Sliced Wasserstein Distance as Scene Semantic Dissimilarity Metric

Md Eimran Hossain Eimon¹ (), Velibor Adzic¹, Hari Kalva¹; ¹Florida Atlantic University

Humans are remarkably good at judging whether two images depict the same scene, even when they differ substantially in appearance, illumination, or viewpoint. Modeling this ability is important for vision science and for evaluating computational vision systems. Many commonly used metrics for image similarity were designed to assess visual fidelity rather than semantic equivalence at the scene level. Measures such as PSNR and SSIM emphasize pixel-wise differences and local structural correspondence, and therefore quantify how closely one image matches another, not whether two images convey the same underlying scene.

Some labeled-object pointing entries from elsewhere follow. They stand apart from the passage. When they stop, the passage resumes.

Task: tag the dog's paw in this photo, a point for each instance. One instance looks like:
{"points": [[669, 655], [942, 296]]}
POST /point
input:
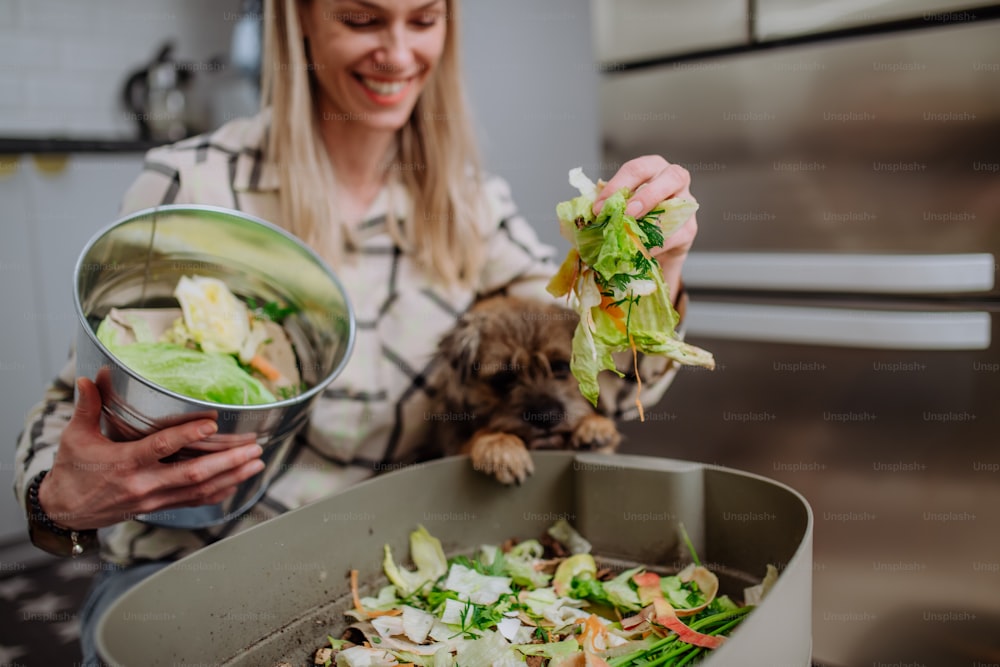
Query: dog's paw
{"points": [[503, 456], [596, 433]]}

As a result, these and similar metrics often fail to predict human judgments in tasks that depend on scene semantics. We propose the Sliced Wasserstein Distance (SWD) as a non-learned distribution-based metric for scene semantics dissimilarity. The algorithm samples random projection directions, projects pixel values from the RGB space onto one-dimensional axes, and independently sorts the projected values for each image. For each projection, the distance is computed as the mean absolute difference between the sorted values, and the final score is obtained by averaging across projections. This yields a permutation-invariant measure that discards spatial layout while retaining global scene statistics. The method is simple, differentiable, and requires no training data. We evaluate SWD on the large-scale NIGHTS dataset for scene semantics dissimilarity. Statistical analysis is conducted with a wide range of classical and advanced benchmark metrics, including PSNR, SSIM, MS-SSIM, CW-SSIM, VIF, VSI, FSIM, GMSD, MAD, NLPD, and LPIPS. SWD achieves the highest accuracy at 69.95%, outperforming LPIPS at 68.92%. In contrast, PSNR and SSIM achieve accuracy of 56.93% and 58.87%, respectively. The results indicate that SWD captures high-level image semantics and more accurately represents scene-level similarity.